People depend on ecosystems and the services they provide, for example, the provision of water and food, disease management, and climate regulation. The benefits humans derive from ecosystems are called ecosystem services. Over the past 50 years, humans have changed ecosystems more rapidly and extensively to meet growing demands for food, fresh water, and energy.

The Soil and Water Assessment Tool (SWAT) is a small watershed to river basin-scale model that is used to simulate the quality and quantity of surface and groundwater. It predicts the environmental impacts of water use, land management practices, and climate change. Model results can be used to quantify ecosystem services, such as the provision of freshwater for municipal, industrial, and agricultural uses or instream flows that support fisheries, recreation, and hydropower generation. For the MedWater project, an eco-hydrological SWAT model is being created for the Western Mountain Aquifer (WMA) that also accounts for the aquifer’s karstic characteristics.

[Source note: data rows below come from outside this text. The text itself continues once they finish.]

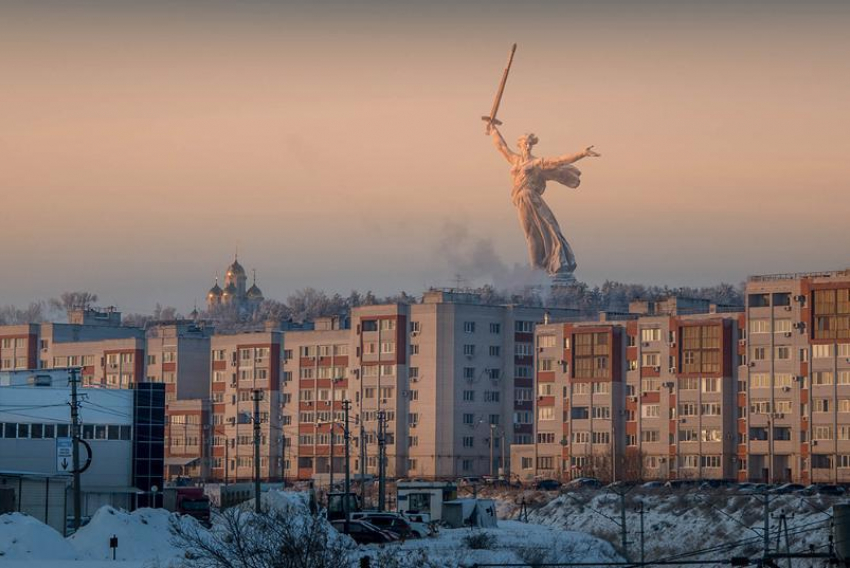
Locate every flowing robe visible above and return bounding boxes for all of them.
[511,154,581,275]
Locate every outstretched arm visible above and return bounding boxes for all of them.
[487,122,517,164]
[543,146,602,168]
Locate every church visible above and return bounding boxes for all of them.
[207,255,264,313]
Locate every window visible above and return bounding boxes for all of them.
[573,332,611,379]
[641,353,661,367]
[593,406,611,420]
[591,432,611,444]
[570,432,590,444]
[812,288,850,339]
[640,327,661,342]
[514,321,534,333]
[640,430,661,443]
[812,345,832,359]
[812,371,833,386]
[640,404,661,418]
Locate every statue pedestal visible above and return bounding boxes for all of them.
[552,272,578,288]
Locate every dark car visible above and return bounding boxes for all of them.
[534,479,561,491]
[351,511,419,539]
[331,520,398,544]
[770,483,806,495]
[566,477,602,489]
[815,485,844,497]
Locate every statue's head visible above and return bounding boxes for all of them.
[517,132,538,153]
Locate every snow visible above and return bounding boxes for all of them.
[359,521,622,568]
[68,506,190,565]
[0,489,836,568]
[0,513,76,563]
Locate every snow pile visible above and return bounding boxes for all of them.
[360,521,622,568]
[504,488,836,560]
[68,506,190,565]
[0,513,76,561]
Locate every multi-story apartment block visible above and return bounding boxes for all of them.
[209,330,283,481]
[165,398,212,479]
[145,320,213,404]
[283,290,576,479]
[741,270,850,483]
[512,298,741,480]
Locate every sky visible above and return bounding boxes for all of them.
[0,0,850,313]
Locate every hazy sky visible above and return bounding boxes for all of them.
[0,0,850,312]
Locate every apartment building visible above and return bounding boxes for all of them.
[742,270,850,483]
[511,298,743,480]
[283,290,576,479]
[210,329,283,482]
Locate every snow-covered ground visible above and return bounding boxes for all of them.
[0,490,842,568]
[488,488,845,560]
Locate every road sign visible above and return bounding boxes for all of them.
[56,438,74,473]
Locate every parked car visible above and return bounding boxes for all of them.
[534,479,561,491]
[814,483,844,497]
[770,483,806,495]
[351,511,420,539]
[401,511,437,538]
[564,477,602,489]
[331,520,398,544]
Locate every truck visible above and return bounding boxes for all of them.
[162,487,210,526]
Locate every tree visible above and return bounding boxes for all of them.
[172,507,354,568]
[49,292,97,313]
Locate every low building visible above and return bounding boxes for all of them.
[0,369,165,534]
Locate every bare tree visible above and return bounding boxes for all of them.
[49,292,97,312]
[172,507,354,568]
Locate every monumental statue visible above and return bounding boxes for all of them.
[482,44,600,285]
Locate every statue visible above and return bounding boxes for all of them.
[487,123,600,284]
[481,44,600,285]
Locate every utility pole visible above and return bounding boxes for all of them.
[342,400,351,534]
[637,501,646,565]
[360,422,367,509]
[328,420,336,493]
[762,492,772,560]
[490,424,496,483]
[251,389,263,515]
[68,369,83,531]
[619,491,629,560]
[378,410,387,511]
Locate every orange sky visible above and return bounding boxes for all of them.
[0,0,850,312]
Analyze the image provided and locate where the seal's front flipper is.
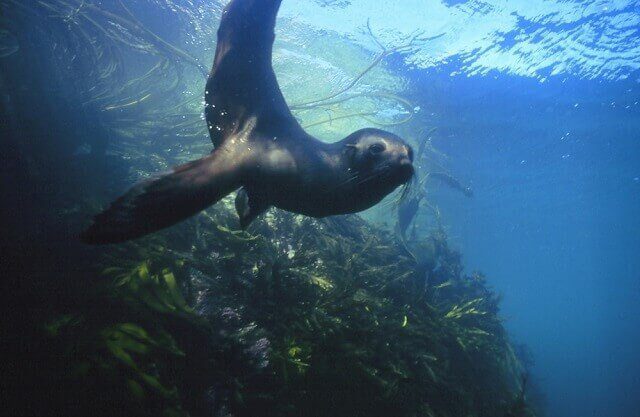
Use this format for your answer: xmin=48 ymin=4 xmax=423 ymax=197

This model is based on a digital elevation model (Figure 1), soil type and land use maps (Figure 2) and climate data (rainfall, temperature, wind speed, relative humidity, and solar radiation). The watershed was divided into  112 subbasins, and the aquifer’s recharge zone was identified. Each subbasin was divided into hydrologic response units (HRU), which are the building blocks in a SWAT model. Each reflects a unique combination of soil, land cover, and slope attributes. Key parameters were modified to reflect the aquifer’s karstic features.

Figure 1: Digital elevation model of the Western Mountain Aquifer
Figure 2: Soil and land use classes used in the development of the SWAT model













Figure 3: Model results (uncalibrated) for annual precipitation, evapotranspiration and percolation from 1992 to 2012

An initial model has been run for the time period 1992 to 2012. This model still needs to be calibrated using stream discharge, evapotranspiration, and soil moisture data. Without calibration, the model cannot yet be used for an assessment of ecosystem services. For illustrative purposes, however, Figure 3 shows the model results for water balance, including annual average precipitation, evapotranspiration, and percolation in the WMA.

Changing input data on water use, the SWAT model predicts different outputs (such as river discharge, aquifer recharge, biomass production, and soil erosion). Changing outputs will reveal the impacts on ecosystem services due to changes in water use (including the use of non-conventional water such as desalinated water and treated wastewater). The same approach will be used for climate change and land use change.

Virtual water flows to Israel and impact on global ecosystem services

Due to the limited availability of water and agricultural land, Israel depends on food imports. The water used for crop production in the exporting country is called “virtual water”. Israel is a net importer of virtual water and is almost entirely dependent on international trade when it comes to the staple crops wheat, maize, and soybeans. The import of virtual water is usually accompanied by an “export” of adverse impacts on distant ecosystems, which include deforestation, loss of habitat, soil erosion, and nutrient pollution.

Figure 4: Watersheds used for regional SWAT model coupling

In the MedWater project, we couple multiple regional SWAT models to assess virtual water flows and impacts on ecosystem services. In collaboration with our partners at Ben-Gurion University, representative exporting watersheds were identified in the USA, Brazil, and the Ukraine. We decided to focus on a selection of crops highly relevant for food security in Israel and crops that represent the majority of imports in terms of total weight. Consequently, exporting watersheds were selected that reflect the type of crop production that likely results in imports to Israel, while also taking into account hotspots of ecological impacts (e.g., deforestation hotspots in Brazil). The identified watersheds vary significantly with respect to environmental conditions such as soil types, precipitation, temperature, and impacts on habitats and biodiversity.

Two SWAT models for the USA are currently being finalized, the focus areas are watersheds in Kansas and Iowa. The dominant crops in Kansas are wheat and corn, in Iowa they are soybean and corn. The models are currently being calibrated.